S&F : Les réseaux sociaux ont-ils dès lors changé la façon de dialo­guer entre les citoyens et les politiques ?

P.A. : Il y a effec­ti­ve­ment des diffé­rences. Je pense que les réseaux sociaux apportent une rela­tion un peu plus égali­taire entre les élus et les citoyens. Ces derniers ont la possi­bi­lité d’échanger avec eux et de les inter­pel­ler en personne. Si l’élu répond, les excès de langage sont rares. En compa­rant ce dialogue avec celui d’une perma­nence poli­tique, les citoyens qui s’expriment via les réseaux sociaux ont moins une posi­tion de quéman­deur que d’interlocuteur.
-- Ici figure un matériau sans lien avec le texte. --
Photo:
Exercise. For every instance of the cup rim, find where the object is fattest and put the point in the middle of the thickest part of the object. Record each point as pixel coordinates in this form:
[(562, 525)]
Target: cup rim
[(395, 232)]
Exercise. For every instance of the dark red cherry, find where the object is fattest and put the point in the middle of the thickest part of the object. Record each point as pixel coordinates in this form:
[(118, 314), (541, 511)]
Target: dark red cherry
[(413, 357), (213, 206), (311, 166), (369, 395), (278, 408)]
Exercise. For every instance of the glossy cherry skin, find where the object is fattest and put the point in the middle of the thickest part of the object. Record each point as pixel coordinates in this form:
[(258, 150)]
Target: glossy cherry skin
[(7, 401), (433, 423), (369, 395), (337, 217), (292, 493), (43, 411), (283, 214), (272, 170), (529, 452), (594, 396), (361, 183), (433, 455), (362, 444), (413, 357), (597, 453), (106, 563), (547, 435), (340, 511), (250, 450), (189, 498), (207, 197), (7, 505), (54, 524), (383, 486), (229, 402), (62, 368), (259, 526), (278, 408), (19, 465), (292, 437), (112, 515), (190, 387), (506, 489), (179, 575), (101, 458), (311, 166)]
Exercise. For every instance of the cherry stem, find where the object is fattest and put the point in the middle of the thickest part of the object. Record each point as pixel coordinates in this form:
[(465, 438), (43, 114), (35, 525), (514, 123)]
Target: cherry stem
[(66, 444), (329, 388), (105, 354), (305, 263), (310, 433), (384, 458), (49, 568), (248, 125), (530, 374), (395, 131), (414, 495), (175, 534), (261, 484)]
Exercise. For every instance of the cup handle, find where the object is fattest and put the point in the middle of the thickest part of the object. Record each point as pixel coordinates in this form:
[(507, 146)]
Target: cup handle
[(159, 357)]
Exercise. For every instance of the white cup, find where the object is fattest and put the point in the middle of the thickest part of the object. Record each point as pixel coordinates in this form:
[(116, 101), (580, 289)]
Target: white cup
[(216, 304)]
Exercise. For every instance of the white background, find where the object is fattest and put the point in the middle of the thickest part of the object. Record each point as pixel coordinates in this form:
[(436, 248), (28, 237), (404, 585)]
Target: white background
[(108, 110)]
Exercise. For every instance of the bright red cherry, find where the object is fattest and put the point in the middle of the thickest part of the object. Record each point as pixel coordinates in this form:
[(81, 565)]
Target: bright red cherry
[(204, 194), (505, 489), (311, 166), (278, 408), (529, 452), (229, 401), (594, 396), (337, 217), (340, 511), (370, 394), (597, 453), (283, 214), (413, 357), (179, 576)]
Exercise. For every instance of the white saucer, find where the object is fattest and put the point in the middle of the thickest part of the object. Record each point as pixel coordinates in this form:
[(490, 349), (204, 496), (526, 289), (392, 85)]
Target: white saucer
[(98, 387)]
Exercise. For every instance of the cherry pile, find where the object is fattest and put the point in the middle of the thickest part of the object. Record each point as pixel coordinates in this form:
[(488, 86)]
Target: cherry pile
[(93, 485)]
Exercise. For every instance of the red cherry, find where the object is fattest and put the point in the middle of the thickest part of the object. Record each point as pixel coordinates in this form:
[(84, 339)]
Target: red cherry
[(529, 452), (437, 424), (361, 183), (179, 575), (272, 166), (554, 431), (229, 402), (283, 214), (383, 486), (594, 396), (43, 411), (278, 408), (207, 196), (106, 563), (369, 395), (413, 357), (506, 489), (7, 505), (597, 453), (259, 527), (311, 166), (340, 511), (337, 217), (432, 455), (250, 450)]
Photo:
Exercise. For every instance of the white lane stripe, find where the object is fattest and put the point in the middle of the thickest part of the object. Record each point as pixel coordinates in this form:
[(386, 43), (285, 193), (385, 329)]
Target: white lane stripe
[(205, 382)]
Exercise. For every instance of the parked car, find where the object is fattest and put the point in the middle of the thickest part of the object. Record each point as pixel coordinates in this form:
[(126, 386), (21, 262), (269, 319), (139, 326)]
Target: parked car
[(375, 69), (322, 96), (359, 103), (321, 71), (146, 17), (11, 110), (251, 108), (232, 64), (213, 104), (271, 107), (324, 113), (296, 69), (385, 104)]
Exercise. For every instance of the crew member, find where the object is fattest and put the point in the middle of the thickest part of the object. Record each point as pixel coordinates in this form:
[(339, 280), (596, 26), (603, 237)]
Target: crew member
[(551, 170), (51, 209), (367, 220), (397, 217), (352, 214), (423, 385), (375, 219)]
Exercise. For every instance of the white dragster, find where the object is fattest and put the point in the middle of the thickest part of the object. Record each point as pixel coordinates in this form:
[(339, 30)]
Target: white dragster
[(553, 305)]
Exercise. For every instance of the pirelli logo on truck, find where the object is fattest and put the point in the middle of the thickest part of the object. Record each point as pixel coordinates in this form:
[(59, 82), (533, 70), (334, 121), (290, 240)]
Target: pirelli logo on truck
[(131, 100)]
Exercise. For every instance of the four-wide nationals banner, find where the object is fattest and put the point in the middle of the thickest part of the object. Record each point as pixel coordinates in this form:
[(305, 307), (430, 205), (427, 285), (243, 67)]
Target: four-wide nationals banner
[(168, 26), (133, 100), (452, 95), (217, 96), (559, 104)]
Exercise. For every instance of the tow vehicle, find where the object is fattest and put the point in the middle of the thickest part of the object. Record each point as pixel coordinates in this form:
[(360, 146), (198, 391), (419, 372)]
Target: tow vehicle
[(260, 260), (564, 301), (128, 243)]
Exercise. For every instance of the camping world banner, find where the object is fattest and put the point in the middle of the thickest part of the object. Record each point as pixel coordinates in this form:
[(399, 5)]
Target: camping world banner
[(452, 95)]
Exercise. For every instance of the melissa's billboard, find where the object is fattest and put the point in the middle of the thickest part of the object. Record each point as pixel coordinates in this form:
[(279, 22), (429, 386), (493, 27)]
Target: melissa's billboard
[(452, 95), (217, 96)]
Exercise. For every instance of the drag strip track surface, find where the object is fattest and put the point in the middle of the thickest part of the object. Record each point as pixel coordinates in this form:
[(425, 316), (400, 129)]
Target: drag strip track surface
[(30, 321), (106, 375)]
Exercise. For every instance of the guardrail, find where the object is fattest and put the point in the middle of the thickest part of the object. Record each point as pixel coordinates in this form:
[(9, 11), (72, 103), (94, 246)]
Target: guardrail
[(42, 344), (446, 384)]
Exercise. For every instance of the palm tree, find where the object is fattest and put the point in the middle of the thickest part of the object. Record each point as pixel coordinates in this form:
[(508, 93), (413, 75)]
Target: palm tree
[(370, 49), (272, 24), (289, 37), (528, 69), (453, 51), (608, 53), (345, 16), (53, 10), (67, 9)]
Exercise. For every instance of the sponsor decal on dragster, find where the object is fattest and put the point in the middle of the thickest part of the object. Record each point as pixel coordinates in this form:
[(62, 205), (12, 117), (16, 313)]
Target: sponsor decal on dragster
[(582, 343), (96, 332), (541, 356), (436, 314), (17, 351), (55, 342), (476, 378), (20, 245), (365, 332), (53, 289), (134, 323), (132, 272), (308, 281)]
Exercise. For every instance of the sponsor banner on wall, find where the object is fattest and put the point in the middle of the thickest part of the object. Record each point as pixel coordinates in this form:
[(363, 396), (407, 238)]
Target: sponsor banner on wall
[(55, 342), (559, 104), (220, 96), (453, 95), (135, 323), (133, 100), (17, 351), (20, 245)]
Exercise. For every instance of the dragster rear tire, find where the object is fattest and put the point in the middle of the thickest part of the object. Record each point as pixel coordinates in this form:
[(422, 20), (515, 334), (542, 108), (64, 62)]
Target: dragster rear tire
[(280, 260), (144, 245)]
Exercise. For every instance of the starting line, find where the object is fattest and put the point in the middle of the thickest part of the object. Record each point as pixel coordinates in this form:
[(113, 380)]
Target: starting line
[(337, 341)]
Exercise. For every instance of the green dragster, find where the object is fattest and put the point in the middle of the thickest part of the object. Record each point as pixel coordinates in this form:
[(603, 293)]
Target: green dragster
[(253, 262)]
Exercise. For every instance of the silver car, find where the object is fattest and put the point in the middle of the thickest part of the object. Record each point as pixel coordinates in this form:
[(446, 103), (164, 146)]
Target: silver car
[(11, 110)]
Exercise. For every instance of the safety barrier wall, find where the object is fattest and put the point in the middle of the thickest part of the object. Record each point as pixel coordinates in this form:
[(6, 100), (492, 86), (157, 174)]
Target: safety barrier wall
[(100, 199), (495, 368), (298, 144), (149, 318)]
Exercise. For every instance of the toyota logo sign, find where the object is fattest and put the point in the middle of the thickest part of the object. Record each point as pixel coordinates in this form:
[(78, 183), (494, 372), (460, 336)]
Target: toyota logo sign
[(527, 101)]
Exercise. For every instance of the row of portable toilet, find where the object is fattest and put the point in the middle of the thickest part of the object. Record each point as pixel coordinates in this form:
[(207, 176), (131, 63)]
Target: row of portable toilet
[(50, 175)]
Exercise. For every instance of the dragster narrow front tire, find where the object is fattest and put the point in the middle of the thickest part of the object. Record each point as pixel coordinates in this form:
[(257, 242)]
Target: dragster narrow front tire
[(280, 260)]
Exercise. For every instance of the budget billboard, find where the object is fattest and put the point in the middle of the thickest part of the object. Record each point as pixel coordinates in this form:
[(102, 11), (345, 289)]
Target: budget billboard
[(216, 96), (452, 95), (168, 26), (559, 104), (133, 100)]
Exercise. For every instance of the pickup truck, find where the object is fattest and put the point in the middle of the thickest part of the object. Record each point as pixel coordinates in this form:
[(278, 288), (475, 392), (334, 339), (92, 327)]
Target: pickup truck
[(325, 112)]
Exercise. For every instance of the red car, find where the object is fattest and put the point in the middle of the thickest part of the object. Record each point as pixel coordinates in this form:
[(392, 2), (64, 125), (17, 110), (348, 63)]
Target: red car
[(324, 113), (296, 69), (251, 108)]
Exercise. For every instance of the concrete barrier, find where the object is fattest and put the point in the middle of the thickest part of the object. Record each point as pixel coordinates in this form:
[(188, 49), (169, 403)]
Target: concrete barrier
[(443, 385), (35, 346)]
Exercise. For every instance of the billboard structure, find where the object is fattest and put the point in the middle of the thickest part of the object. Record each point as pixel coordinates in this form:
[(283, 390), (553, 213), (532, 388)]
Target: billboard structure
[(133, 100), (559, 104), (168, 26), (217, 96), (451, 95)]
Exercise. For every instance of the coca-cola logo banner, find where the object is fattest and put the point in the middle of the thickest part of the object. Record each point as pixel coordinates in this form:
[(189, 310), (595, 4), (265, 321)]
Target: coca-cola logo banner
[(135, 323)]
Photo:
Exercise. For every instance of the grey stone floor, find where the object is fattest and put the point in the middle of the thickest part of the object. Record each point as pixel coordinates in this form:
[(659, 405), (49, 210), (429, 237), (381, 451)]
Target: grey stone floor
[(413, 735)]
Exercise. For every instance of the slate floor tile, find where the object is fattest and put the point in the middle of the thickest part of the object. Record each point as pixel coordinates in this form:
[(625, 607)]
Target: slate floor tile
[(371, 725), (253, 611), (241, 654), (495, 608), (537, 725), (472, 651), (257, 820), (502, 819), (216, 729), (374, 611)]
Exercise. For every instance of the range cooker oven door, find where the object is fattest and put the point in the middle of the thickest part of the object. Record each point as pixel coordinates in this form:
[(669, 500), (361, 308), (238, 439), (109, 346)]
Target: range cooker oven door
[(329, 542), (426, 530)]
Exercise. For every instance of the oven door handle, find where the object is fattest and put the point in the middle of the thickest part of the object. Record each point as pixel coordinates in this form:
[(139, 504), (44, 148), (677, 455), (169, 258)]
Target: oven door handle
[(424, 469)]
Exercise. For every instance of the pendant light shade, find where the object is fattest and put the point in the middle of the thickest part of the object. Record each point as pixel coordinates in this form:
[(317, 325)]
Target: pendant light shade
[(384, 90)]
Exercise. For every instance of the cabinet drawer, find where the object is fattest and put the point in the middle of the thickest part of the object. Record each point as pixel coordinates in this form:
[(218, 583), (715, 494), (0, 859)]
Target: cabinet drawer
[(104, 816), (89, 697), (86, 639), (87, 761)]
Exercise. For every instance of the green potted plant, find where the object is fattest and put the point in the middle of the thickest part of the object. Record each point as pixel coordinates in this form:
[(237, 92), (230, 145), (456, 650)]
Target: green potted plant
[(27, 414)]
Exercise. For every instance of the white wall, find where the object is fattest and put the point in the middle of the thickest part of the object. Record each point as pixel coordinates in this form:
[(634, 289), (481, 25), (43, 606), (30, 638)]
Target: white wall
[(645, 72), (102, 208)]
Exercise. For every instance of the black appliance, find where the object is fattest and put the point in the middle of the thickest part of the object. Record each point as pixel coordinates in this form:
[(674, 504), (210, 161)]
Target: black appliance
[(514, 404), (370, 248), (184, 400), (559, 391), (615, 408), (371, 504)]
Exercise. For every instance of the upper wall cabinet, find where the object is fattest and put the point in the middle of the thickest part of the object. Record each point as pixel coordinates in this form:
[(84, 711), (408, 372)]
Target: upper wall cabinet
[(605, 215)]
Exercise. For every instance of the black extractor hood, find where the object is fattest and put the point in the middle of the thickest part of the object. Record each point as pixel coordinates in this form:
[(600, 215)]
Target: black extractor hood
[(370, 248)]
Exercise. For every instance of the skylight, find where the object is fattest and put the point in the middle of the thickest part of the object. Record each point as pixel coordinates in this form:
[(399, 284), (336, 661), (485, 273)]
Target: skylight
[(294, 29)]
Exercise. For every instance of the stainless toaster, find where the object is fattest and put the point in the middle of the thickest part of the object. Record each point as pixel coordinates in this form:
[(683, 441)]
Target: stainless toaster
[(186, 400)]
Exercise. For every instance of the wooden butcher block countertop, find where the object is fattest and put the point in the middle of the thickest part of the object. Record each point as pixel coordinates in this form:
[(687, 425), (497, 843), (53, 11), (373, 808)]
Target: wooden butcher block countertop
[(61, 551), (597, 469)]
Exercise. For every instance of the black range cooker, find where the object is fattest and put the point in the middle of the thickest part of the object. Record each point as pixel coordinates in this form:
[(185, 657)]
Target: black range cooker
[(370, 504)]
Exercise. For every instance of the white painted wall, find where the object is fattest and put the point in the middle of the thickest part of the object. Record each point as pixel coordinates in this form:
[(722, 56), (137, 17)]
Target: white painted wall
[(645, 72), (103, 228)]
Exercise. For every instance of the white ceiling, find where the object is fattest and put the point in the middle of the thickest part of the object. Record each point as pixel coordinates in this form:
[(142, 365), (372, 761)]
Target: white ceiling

Mais il faut bien diffé­ren­cier les diffé­rentes plate­formes que sont Face­book™, Twit­ter™ d’autres réseaux sociaux, profes­sion­nels notam­ment. Sur Face­book™, le poli­tique a une rela­tion plus légère. Il y parle de tout et de rien, il publie des images, il évoque ses senti­ments… Sur Twit­ter™, l’intention est diffé­rente. Le nombre d’utilisateurs en Belgique est bien moindre. Le poli­tique y est surtout présent pour toucher la presse ou les autres poli­tiques. Cette plate­forme lui permet de faire passer ses messages alors qu’on ne lui tend même pas le micro. Les autres réseaux sociaux, quels que soient leurs quali­tés, sont peu exploi­tés quand le candi­dat risque de ne s’exprimer que devant un audi­toire limité. Par contre, le recours aux réseaux sociaux comme Linke­dIn™ et Viadeo™ permet d’exposer son parcours de forma­tion et profes­sion­nel et d’ainsi se positionner.

(…) quand le citoyen a le senti­ment de ne pas être entendu, il va s’exprimer, plus ou moins calme­ment, via les réseaux sociaux ou via la mise sur pied d’une page de dénon­cia­tion d’un dysfonc­tion­ne­ment. Et face à ces atti­tudes, les poli­tiques belges réagissent.

S&F : Pendant leur mandat, des poli­tiques usent-ils des médias sociaux pour nour­rir leurs dossiers ?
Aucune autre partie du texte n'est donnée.